Health Care Decentralization in Burundi. What type of Decentralized Health Care System do we have?

Stève Cédric Bizimana

  •  Received: 20 January 2020
  •  Accepted: 11 March 2020
From the mid-1980s onwards, a wave of decentralization reforms swept across the developing world. A wide range of governments embarked on state reform processes aimed at transferring responsibilities, resources and authority from higher to lower levels of government. The Government of Burundi also embarked on a series of decentralization reforms. One of these reforms has been the decentralization of the health sector system. As important as decentralization reform is, it still lacks a clear understanding of its definition and different forms. Thus, the type of unit with which authority is shared or to which it is transferred in the decentralization process is critical for understanding the implications for good governance. The paper endeavored then to cover the different nuances of decentralization in relation to the Burundian health sector and tried to seek for the kind of decentralization forms this sector is using.
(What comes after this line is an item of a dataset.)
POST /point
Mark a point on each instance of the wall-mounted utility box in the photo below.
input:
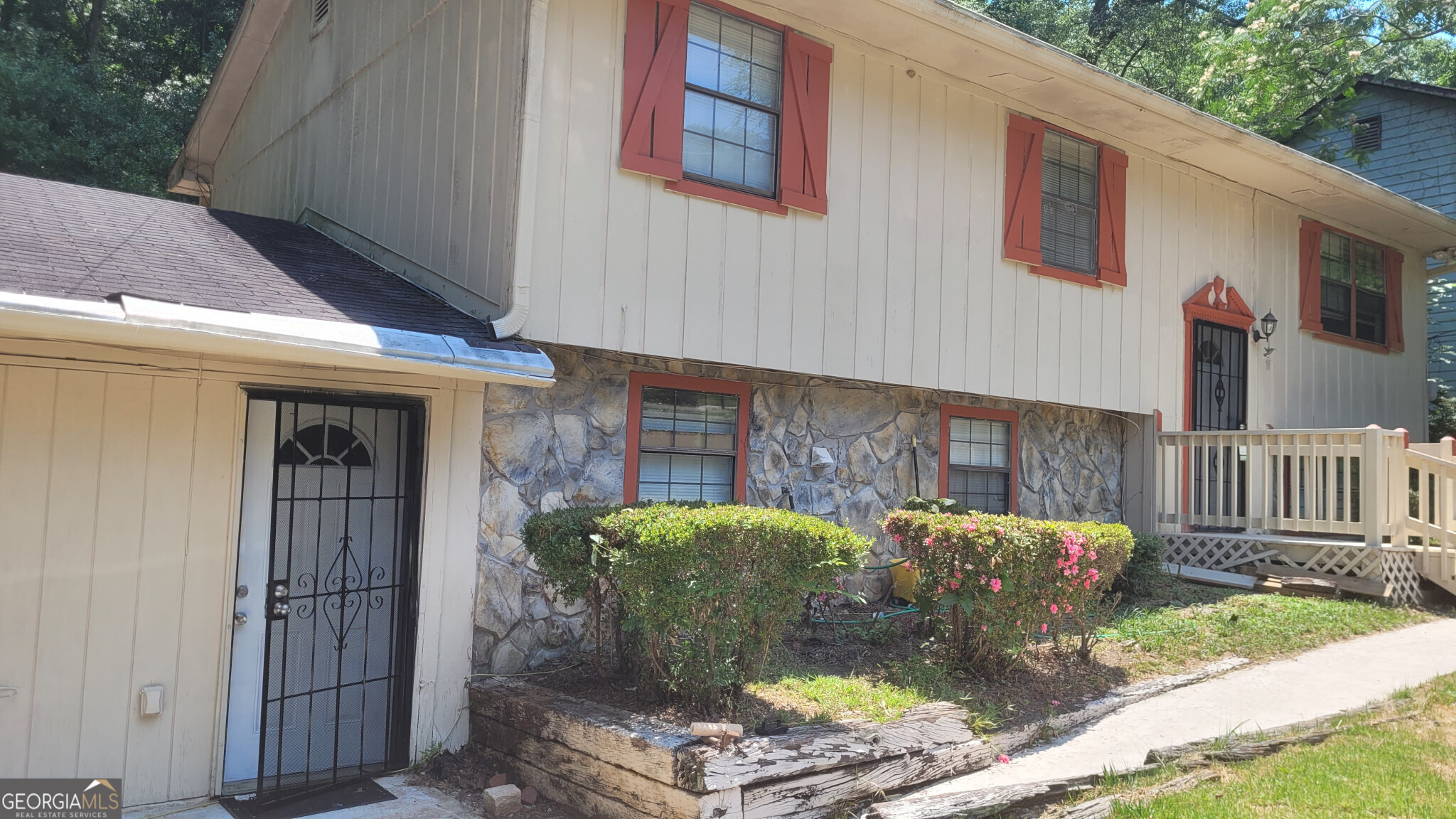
(149, 700)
Using an extensive desk review research on Burundian decentralization policy framework in general and the health decentralization policy framework in particular, the paper tried to identify the type and degree of Burundian health care decentralization. Based on the Rondinelli typology, the paper found out that although a mix of different forms of decentralization was used at different level of the Health Care System because of all the reforms endeavored in that sector (for instance the Performance-Based Financing), the Burundian Health Care is a de-concentrated system and this implies that administrative responsibilities are transferred to locally based office/s of the central Ministry in charge of Public Health, within the health system, without no real autonomy (neither political nor financial). The main policy implication of the paper is that Decentralization is not an end-to-end process, but rather a learning and re-adjustment process. A mix of decentralization and recentralization strategies and the balance between those strategies can definitely improve the Burundian health care delivery.

Keywords: Health care decentralization, Decentralization typology, Health care system, Burundi.